People in this town, in this state, in this Nation, seem to think that because they agree with something, they don’t need to speak out and voice that agreement or otherwise reflect or shot it. And that’s a damn shame because I know that there are so many good people of all colors in my community that do agree with me, whom are my friends because they recognize my Awesome, and not because they want to claim me as their “Token”. And for those fellows of my community who keep their mouths shut for fear of retribution (whether they’re Muslim, Mexican, Jewish, Black, Asian, or other) I understand why. Please recognize though… Unlike some of you, while I can pick and choose which battles I’m going to fight – and I often do for I think of how it may or may not affect my children first – I cannot pick and choose the color of my skin. I can wear a shirt that says “#BlackLivesMatter❤️” and take that off at the end of the day… the next, wear a shirt that says “#AllLoveNoHate🌈” and take that off at the end of the day… the next, wear a shirt that says “#JustBreathe – Clean Air=Clean World🌳” and take that off at the end of the day… But my visibly Brown skin is 24/7. There is no “end of the day”.
And sometimes… I get tired.
My Facebook post (above, no longer on Facebook) represented one of those tired times. I’d hoped to get an emotional boost by seeing some form of visible support. But I didn’t. Save for one.

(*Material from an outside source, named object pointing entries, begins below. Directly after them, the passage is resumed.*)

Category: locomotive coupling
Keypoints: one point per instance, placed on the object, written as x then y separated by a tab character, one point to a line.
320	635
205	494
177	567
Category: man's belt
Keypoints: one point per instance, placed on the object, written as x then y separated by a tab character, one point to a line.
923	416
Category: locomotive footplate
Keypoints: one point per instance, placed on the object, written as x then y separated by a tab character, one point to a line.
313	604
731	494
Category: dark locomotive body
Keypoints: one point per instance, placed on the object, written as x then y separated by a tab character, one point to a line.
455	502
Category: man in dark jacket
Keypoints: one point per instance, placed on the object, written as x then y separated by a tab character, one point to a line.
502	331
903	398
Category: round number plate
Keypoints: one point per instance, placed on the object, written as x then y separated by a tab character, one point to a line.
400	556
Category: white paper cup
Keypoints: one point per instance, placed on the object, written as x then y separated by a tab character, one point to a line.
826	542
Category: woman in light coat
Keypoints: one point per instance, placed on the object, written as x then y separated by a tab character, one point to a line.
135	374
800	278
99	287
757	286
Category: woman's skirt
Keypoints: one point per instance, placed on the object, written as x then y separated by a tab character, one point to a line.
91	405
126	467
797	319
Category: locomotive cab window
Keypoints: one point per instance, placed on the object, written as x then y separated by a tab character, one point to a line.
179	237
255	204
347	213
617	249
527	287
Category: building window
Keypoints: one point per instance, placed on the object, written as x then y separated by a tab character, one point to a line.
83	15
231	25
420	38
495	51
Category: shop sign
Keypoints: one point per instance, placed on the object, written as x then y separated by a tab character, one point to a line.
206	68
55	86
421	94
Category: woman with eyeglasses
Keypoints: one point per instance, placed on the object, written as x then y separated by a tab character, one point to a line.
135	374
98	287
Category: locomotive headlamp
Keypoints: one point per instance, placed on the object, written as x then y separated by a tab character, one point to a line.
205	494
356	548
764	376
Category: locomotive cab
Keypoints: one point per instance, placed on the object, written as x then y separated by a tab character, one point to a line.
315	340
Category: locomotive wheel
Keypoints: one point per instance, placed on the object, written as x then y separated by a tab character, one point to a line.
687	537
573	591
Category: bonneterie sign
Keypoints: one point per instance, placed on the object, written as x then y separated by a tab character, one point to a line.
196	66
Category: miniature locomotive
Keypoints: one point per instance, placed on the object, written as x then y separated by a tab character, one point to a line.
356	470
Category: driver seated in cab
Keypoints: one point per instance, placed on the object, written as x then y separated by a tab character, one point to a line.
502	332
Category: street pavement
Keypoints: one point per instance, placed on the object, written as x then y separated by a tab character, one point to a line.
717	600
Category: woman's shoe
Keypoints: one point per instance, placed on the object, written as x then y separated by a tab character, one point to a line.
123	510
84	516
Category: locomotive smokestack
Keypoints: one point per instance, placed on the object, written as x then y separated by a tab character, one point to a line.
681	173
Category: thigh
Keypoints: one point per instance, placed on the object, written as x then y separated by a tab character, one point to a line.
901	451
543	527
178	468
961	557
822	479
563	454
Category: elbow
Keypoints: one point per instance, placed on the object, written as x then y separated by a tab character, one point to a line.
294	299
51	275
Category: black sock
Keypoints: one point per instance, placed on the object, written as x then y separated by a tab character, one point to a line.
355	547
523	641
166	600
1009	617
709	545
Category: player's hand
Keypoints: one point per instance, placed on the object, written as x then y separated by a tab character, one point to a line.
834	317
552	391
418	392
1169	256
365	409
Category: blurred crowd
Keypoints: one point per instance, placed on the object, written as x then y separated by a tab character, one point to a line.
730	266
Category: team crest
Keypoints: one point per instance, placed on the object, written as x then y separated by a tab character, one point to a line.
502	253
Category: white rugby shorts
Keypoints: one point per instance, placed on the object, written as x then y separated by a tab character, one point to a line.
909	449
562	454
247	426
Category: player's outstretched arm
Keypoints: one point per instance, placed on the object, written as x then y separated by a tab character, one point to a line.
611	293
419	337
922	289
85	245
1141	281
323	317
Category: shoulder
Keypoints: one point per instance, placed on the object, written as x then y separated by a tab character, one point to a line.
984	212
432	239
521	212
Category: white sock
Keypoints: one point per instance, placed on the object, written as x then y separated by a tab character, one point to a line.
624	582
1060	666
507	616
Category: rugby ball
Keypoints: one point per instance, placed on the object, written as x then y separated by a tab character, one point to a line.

I hold hope for this town, because I have to: Anything else is unacceptable to me. I live here. I raise my kids here. I work here. I have friends here. I support local businesses here: My money – while sometimes stretchy – is just as green as everyone else’s here. This is an absolutely beautiful place to live and raise my children and I recognize just how lucky I am.
To my Peeps here, especially those of my own generation (because we are the Most Excellent of all generations)… Silence may be Golden, but it can also be deadly. Please, don’t be afraid to speak your mind, share your thoughts for positive change with our community by writing in to our local newspaper. It needs your voice. And there are those of us who would greatly enjoy feeling your support, self included. 😊
I hit a wall, I thought that I would hurt myself
Oh I was sure, your words would leave me unconscious
And on the floor I’d be lying cold, lifeless
But I hit a wall, I hit ’em all, watch the fall.